LG’s CES 2021 presence is largely centered around its TVs, appliances, and smart home devices — but at the very start of today’s press conference, we got a most interesting tease. The virtual show opened up with an unexpected sight: A rollable LG smartphone.
Yup, what started out as a typical tall-and-skinny smartphone shape smoothly expanded into a tablet-like shape, with the display rolling out from the opposite edge. The press conference then came to a close with another glimpse at the rollable in action, this time slowly closing automatically. (Now, the screen image is obviously simulated, but hey, it’s a concept device.) We sure didn’t see that coming, even though rumors have been around for years that LG was working on such a device.
Engadget has confirmed the company intends to call the device the LG Rollable when it’s released, which would be fitting. It would come following generally tepid responses to all of LG’s prior industry-pushing form factors. LG has said in the past that despite competitors doing fully foldable phones, the technology isn’t ready for the mainstream yet — and so we’ve seen other innovations. like the detachable Dual Screen for its latest G- and V-series phones, as well as the swiveling dual-screen LG Wing. (Rumor has it this rollable concept was originally slated to be called the “Wing.”)
LG keeps pushing the limits of what we consider a smartphone.
LG is hardly the first company to show off a rollable smartphone concept. Oppo and TCL have had their own takes, and I’ve personally held prototypes of TCL’s version. The idea is sound — because OLED panels are thin and flexible, they can be rolled tightly around one edge of the phone, and if they’re placed on some sort of a sliding track, it can allow the phone to expand and slowly extrude the display across the expanded frame. This addresses many issues we see today with foldables, skipping over problems with creases and hinges.

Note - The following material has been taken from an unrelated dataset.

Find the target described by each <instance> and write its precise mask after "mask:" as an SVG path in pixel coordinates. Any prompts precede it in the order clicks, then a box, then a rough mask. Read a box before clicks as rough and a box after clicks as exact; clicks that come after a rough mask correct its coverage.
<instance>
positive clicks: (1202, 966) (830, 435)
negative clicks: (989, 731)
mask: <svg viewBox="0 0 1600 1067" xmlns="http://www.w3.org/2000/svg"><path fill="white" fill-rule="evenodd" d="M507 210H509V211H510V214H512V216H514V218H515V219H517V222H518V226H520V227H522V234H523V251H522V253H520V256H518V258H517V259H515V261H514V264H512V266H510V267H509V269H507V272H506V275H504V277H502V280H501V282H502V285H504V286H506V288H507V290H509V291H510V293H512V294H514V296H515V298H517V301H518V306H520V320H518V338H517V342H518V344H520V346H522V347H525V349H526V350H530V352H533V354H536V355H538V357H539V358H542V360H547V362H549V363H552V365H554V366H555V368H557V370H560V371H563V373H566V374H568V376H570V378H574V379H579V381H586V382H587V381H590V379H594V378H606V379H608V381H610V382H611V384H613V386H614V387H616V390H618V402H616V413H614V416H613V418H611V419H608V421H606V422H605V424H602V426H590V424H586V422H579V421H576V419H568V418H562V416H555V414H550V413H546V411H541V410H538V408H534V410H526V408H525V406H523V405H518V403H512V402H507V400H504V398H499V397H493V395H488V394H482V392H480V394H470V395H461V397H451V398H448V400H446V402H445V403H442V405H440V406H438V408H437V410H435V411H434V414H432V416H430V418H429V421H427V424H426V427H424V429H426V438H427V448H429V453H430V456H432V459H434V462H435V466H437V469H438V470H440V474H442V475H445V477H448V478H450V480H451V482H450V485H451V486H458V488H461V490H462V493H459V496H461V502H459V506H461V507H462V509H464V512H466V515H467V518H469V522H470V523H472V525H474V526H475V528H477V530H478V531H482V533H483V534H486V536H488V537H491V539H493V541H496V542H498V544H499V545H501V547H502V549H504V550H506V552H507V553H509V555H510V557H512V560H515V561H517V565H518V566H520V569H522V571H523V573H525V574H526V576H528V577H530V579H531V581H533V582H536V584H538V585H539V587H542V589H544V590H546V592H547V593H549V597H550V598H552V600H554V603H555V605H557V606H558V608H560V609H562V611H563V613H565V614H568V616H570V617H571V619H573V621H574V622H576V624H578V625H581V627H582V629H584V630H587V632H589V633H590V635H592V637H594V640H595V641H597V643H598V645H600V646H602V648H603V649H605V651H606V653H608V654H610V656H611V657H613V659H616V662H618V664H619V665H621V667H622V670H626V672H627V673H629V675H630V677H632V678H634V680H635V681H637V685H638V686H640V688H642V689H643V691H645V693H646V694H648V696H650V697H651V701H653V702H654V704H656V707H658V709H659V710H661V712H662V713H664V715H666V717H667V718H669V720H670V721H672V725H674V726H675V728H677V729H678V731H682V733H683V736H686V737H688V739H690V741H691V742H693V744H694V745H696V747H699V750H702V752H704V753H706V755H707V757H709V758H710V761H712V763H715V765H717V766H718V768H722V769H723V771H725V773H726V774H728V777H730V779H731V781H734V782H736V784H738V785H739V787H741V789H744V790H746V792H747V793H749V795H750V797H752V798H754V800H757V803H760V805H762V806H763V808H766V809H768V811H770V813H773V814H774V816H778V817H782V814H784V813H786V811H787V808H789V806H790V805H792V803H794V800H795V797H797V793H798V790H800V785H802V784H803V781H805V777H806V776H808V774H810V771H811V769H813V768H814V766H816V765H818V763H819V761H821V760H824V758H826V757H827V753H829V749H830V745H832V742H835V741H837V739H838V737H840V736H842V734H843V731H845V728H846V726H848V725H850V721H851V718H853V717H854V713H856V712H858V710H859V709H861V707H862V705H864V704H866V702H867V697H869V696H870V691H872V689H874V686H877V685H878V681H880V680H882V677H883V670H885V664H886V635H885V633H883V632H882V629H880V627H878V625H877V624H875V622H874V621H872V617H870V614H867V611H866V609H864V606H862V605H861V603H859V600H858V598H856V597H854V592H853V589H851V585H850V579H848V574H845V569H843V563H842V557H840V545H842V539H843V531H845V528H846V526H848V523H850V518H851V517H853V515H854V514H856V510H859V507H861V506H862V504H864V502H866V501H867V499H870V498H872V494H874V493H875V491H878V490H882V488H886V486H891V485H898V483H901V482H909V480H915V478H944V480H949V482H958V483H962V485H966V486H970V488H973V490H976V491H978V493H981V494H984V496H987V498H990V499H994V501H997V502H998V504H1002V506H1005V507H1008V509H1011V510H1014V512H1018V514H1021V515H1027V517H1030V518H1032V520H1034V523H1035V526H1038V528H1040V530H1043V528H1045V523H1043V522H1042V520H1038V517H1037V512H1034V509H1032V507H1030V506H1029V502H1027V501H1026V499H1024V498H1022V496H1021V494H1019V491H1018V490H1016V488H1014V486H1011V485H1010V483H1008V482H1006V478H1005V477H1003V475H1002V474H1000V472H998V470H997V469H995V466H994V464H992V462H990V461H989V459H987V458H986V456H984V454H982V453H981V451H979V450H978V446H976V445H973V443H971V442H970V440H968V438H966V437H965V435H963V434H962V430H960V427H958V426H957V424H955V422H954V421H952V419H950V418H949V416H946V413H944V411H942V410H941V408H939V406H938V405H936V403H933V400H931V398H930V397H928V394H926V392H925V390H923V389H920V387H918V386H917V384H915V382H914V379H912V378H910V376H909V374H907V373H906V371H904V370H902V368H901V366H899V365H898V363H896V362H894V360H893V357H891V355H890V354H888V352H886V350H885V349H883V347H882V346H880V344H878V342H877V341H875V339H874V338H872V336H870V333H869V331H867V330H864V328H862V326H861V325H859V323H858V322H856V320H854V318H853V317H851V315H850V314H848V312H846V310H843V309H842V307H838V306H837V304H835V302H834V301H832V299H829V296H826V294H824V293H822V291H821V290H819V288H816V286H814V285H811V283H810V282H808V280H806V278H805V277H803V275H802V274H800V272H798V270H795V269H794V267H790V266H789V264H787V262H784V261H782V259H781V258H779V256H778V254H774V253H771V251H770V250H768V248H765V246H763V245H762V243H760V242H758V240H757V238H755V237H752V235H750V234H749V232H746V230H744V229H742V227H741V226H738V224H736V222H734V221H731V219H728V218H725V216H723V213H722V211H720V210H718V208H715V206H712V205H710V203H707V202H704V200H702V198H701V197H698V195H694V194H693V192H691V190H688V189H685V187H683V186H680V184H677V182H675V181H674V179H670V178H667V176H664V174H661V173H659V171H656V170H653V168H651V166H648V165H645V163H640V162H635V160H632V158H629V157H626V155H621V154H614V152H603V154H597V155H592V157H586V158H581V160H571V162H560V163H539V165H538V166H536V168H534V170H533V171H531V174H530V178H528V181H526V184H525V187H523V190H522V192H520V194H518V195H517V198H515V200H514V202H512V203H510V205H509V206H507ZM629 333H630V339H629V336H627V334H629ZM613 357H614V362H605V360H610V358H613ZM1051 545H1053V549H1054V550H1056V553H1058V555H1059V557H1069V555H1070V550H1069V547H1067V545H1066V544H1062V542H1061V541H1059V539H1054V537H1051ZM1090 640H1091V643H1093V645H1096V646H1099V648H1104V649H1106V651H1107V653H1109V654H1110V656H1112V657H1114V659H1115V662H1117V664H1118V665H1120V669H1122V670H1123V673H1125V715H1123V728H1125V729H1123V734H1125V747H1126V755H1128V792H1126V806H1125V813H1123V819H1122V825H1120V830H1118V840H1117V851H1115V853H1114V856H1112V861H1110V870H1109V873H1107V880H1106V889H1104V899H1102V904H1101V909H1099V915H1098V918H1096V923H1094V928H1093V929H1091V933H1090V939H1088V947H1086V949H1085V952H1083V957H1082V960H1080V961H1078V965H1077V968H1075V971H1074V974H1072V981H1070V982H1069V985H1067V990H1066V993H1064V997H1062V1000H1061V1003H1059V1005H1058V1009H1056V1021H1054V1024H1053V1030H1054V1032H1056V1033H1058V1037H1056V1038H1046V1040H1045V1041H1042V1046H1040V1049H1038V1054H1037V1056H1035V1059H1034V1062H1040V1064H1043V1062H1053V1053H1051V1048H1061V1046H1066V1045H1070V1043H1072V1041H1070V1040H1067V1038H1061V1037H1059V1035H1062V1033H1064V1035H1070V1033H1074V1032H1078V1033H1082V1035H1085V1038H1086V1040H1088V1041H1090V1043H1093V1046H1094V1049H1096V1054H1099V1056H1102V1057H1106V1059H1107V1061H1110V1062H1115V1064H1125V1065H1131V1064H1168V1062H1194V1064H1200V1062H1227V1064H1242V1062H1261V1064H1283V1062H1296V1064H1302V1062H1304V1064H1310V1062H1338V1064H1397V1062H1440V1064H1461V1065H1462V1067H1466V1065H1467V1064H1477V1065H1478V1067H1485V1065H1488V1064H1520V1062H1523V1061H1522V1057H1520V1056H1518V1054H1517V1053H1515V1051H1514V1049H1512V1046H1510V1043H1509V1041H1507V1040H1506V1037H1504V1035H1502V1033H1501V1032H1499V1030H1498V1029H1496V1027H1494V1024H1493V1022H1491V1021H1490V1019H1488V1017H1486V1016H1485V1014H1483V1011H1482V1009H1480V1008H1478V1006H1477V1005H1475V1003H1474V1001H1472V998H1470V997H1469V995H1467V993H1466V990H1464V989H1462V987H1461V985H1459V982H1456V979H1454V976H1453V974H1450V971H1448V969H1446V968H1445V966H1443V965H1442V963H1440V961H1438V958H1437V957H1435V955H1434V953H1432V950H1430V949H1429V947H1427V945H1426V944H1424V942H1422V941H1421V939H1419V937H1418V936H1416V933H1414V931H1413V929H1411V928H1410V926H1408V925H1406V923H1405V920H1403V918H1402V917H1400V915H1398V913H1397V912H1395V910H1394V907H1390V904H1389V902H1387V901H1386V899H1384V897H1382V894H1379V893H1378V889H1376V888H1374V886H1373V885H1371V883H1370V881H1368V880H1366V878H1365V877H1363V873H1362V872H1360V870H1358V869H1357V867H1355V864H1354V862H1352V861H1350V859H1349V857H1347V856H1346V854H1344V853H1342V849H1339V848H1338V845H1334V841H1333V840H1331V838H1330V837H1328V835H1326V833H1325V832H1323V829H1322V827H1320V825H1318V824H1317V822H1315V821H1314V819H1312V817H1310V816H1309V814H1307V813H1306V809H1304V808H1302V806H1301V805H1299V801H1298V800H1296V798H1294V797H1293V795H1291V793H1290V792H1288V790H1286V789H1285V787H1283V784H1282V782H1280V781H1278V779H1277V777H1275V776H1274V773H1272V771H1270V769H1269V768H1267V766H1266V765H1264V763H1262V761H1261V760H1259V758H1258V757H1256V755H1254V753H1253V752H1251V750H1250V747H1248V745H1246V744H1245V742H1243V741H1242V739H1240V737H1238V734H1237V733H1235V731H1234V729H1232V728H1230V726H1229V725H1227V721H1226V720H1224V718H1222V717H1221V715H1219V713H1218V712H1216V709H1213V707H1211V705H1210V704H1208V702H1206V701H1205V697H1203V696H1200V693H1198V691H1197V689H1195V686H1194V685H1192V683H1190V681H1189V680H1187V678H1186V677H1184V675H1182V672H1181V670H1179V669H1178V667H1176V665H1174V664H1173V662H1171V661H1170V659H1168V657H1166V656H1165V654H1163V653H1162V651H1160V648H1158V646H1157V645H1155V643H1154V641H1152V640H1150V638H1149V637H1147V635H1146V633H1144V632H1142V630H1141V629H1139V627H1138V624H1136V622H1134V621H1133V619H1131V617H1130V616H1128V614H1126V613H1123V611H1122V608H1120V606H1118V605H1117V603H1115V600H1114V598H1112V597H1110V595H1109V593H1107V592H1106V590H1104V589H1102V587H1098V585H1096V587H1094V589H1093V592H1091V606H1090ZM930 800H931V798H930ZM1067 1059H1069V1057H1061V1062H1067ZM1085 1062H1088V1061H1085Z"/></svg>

There are still considerable technical hurdles facing rollables of all kinds, though. Display coverings have started to get tough enough to be glasslike on standard one-bend foldables, but that goes right back out the window with something like a rollable. The rollable form factor also introduces even more complexity to the frame of the phone — particularly if the expansion is motorized. But if any company can execute on it, I’d expect LG to be one of the front-runners.